居眠りをしているとき、体が突然、「ビクッ」と動いて目が覚める――。こうした不思議な現象が起こることがあります。その理由や病気の可能性について、内科医に聞きました。

うとうとしているとき、「ビクッ」となる現象は?
うとうとしているとき、「ビクッ」となる現象は?

 電車の座席で居眠りをしているとき、体が突然、「ビクッ」と動いて目が覚めた経験はないでしょうか。人前だと少し恥ずかしい思いをしますが、この「ビクッ」となる現象を自分でコントロールするのは難しいため、「いつも不思議に思っていた」「どうしてビクッと動くの?」「起こりやすい人はいるのかな」「病気の可能性はない?」など疑問を持つ人もいるようです。

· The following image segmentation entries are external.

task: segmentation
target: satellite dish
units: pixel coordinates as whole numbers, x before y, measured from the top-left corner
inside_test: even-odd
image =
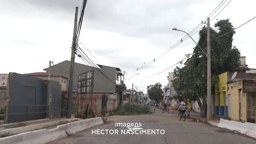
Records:
[[[232,77],[231,77],[231,79],[233,80],[235,78],[236,78],[236,74],[237,74],[237,72],[235,71],[235,73],[234,73]]]

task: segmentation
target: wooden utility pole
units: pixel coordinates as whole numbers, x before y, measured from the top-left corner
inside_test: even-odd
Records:
[[[74,67],[75,65],[75,52],[76,46],[76,31],[77,29],[77,14],[78,7],[76,7],[75,14],[75,21],[74,24],[73,41],[72,42],[72,50],[71,52],[70,69],[69,71],[69,81],[68,82],[68,105],[67,118],[71,118],[71,104],[72,102],[72,93],[73,89]]]
[[[48,118],[51,118],[52,117],[52,93],[51,93],[51,91],[52,91],[52,84],[51,82],[51,61],[49,61],[49,73],[48,74],[48,80],[49,81],[49,95],[48,98],[48,105],[49,108],[48,109]]]
[[[132,83],[132,102],[133,102],[133,83]]]
[[[212,117],[210,18],[207,18],[207,119]]]
[[[123,88],[122,90],[122,94],[121,94],[121,98],[120,100],[120,106],[122,106],[122,104],[123,104],[122,101],[123,99],[124,98],[124,74],[125,71],[124,70],[124,76],[123,76]],[[121,79],[121,82],[122,82],[122,79]],[[121,83],[122,84],[122,83]]]

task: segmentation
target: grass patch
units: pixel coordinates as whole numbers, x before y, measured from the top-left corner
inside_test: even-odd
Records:
[[[151,110],[147,105],[139,105],[125,103],[121,107],[117,107],[109,115],[137,115],[150,114]]]

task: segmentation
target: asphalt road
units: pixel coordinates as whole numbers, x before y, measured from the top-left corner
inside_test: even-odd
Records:
[[[87,129],[50,143],[256,143],[254,139],[206,123],[194,122],[193,119],[186,119],[185,122],[179,121],[177,114],[162,114],[160,110],[156,112],[151,115],[109,117],[107,124]],[[122,123],[123,126],[117,125],[117,123]],[[139,128],[135,129],[143,129],[144,131],[140,130],[140,132],[144,132],[144,133],[132,134],[132,132],[128,131],[127,125],[124,125],[132,123],[139,125]],[[139,126],[140,124],[141,126]],[[108,132],[114,133],[107,134],[106,131],[102,131],[102,134],[100,134],[102,130],[112,130]],[[151,132],[150,130],[155,131],[156,134],[150,133]],[[159,130],[158,134],[157,130]],[[146,130],[149,133],[145,134]],[[163,133],[163,130],[165,131],[163,134],[161,132]],[[140,130],[136,132],[139,133]]]

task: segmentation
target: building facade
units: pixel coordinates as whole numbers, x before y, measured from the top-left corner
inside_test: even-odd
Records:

 居眠り時、体が「ビクッ」と動くことがあるのはなぜなのでしょうか。内科医の市原由美江さんに聞きました。

医学的には「入眠時ミオクローヌス」

Q.うとうとしているときに突然、体が「ビクッ」と動く現象は何でしょうか。

市原さん「体が『ビクッ』と動く現象は医学的には『入眠時ミオクローヌス』といい、覚醒から睡眠への移行時、脳の誤作動によって手足の筋肉が収縮することで起こります。自分の意思とは関係なく、体が勝手に動いてしまう不随意運動で、どの年代、性別にでも起こり得る生理現象です」

Q.「ビクッ」となりやすい寝方、なりにくい寝方はあるのでしょうか。

市原さん「例えば、いすに座ったまま、ソファにもたれかかったままなど、安定していない不自然な姿勢で寝ているときに起こりやすいです。一方、普通に布団で横になって寝ているときには起こりにくいようです」

Q.「ビクッ」となる現象が頻繁に起こる場合、何らかの病気の可能性もあるのでしょうか。

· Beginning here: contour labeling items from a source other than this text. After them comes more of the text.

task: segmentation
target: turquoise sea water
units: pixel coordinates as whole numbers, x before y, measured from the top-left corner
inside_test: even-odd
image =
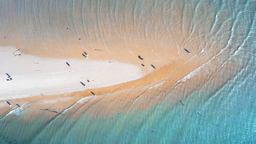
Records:
[[[21,116],[6,116],[0,120],[0,141],[3,144],[255,143],[255,57],[216,93],[198,96],[199,92],[196,92],[182,101],[184,105],[179,102],[168,106],[158,105],[135,114],[119,113],[113,118],[100,119],[85,120],[89,117],[86,114],[77,120],[63,120],[59,116],[48,122],[38,119],[25,122]]]
[[[157,1],[154,2],[157,6]],[[182,104],[164,102],[135,114],[127,112],[98,119],[87,113],[79,118],[59,115],[49,121],[30,120],[25,114],[7,115],[0,119],[0,144],[256,143],[256,1],[198,2],[190,3],[216,7],[217,12],[208,14],[216,15],[214,22],[232,22],[229,45],[241,43],[239,50],[244,55],[240,58],[246,62],[217,91],[203,85]],[[3,1],[1,3],[3,7]],[[174,7],[170,8],[186,9]],[[225,7],[234,10],[227,12],[231,17],[219,17]],[[212,25],[217,27],[213,31],[225,27]],[[203,89],[209,92],[202,94]]]

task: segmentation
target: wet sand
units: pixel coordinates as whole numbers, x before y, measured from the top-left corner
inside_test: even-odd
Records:
[[[183,11],[183,2],[161,1],[163,3],[155,7],[154,4],[149,4],[144,11],[138,12],[139,14],[137,14],[133,7],[125,7],[127,3],[116,6],[114,9],[119,12],[113,13],[112,6],[115,5],[112,2],[88,2],[84,7],[80,4],[73,6],[74,9],[83,12],[73,12],[73,9],[68,9],[70,5],[67,9],[56,9],[60,11],[56,11],[60,14],[56,15],[50,11],[46,15],[52,18],[49,19],[41,15],[45,14],[34,10],[32,6],[27,7],[27,10],[34,14],[34,17],[30,15],[29,12],[23,12],[25,9],[19,9],[24,13],[19,15],[19,21],[1,13],[6,20],[1,25],[5,25],[3,24],[5,23],[13,24],[9,26],[10,28],[3,28],[0,43],[2,46],[16,46],[24,55],[49,59],[85,59],[82,53],[85,51],[88,54],[86,60],[105,61],[109,64],[112,61],[129,64],[131,67],[140,68],[143,76],[137,73],[133,75],[134,79],[129,79],[131,81],[109,85],[111,86],[103,85],[105,87],[97,89],[96,86],[90,88],[85,92],[68,91],[63,94],[48,96],[50,94],[46,93],[43,96],[13,98],[14,99],[7,99],[8,101],[24,104],[33,101],[22,106],[25,107],[30,105],[28,104],[43,100],[33,104],[30,108],[54,109],[60,113],[85,97],[80,101],[83,102],[77,103],[72,109],[61,113],[79,116],[89,113],[98,116],[130,110],[135,112],[163,102],[179,102],[198,89],[205,89],[206,93],[216,92],[246,62],[246,59],[240,59],[240,56],[246,54],[246,50],[240,49],[239,46],[244,42],[243,38],[240,38],[246,36],[249,30],[244,31],[246,31],[244,33],[242,30],[236,32],[231,30],[234,23],[241,22],[224,21],[223,18],[230,15],[229,7],[226,8],[228,10],[219,13],[216,7],[206,4],[193,13],[190,12],[195,11],[196,7],[189,3],[188,9]],[[106,7],[106,4],[111,6]],[[36,2],[35,4],[37,4]],[[98,4],[99,7],[95,6]],[[47,7],[46,4],[43,6]],[[165,7],[175,8],[171,12]],[[153,11],[152,7],[154,7]],[[13,6],[9,9],[16,8]],[[70,10],[72,12],[68,12]],[[26,15],[26,12],[29,14]],[[75,14],[69,15],[70,13]],[[216,15],[208,14],[214,13],[218,14],[218,21],[216,20]],[[26,16],[28,17],[25,19]],[[51,24],[53,21],[54,24],[50,24],[52,26],[49,27],[49,23],[40,19]],[[196,23],[193,22],[195,19]],[[14,32],[12,30],[16,31]],[[232,36],[240,35],[240,37]],[[230,42],[232,41],[235,43]],[[139,55],[143,60],[138,58]],[[124,72],[118,73],[118,66],[116,68],[118,75],[126,74]],[[130,74],[131,73],[133,73],[131,71]],[[104,74],[103,74],[103,77]],[[80,81],[77,81],[77,85],[82,86]],[[1,103],[6,103],[5,100],[1,101]],[[45,103],[48,104],[46,107]],[[10,110],[9,105],[6,105],[1,108],[4,110],[1,111],[5,113]]]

市原さん「頻繁に起こる場合、『周期性四肢運動障害』の可能性があります。この場合、睡眠中に手足が動くので、本人は無自覚なことが多く、眠っているはずなのに熟睡感が得られないことがあります。他には、てんかん発作の可能性もありますが、この場合は睡眠とは無関係です。

なお、てんかんにはさまざまな種類があり、数秒から30分以上持続するけいれん発作もあるので、時間だけでの区別は難しく、最終的には脳波などを検査することになります。入眠時、特に不自然な姿勢のときに『ビクッ』となるのであれば心配はありませんが、睡眠中や起きている時間帯に手足の不随意運動があれば神経内科を受診してください」

Q.「ビクッ」となる現象には、医学的な予防法はありますか。

市原さん「安定した睡眠導入によって予防できます。寝る前の過度のアルコールやカフェインの摂取、夜の激しい運動、夜更かしを控えることをおすすめします。ストレスによっても寝つきが悪くなるため、なるべくストレスをため込まないようにできるといいですね」

(オトナンサー編集部)

市原由美江(いちはら・ゆみえ)

医師(内科・糖尿病専門医)

横浜鶴ヶ峰病院付属予防医療クリニック副院長。自身が11歳の時に1型糖尿病(年間10万人に約2人が発症)を発症したことをきっかけに糖尿病専門医に。病気のことを周囲に理解してもらえず苦しんだ子ども時代の経験から、1型糖尿病の正しい理解の普及・啓発のために患者会や企業での講演活動を行っている。また、医師と患者両方の立場から患者の気持ちに寄り添い、「病気を個性として前向きに付き合ってほしい」との思いで日々診療している。糖尿病専門医として、患者としての経験から、ダイエットや食事療法、糖質管理などの食に関する知識が豊富。1児の母として子育てをしながら仕事や家事をパワフルにこなしている。オフィシャルブログ(https://ameblo.jp/yumie6822/)。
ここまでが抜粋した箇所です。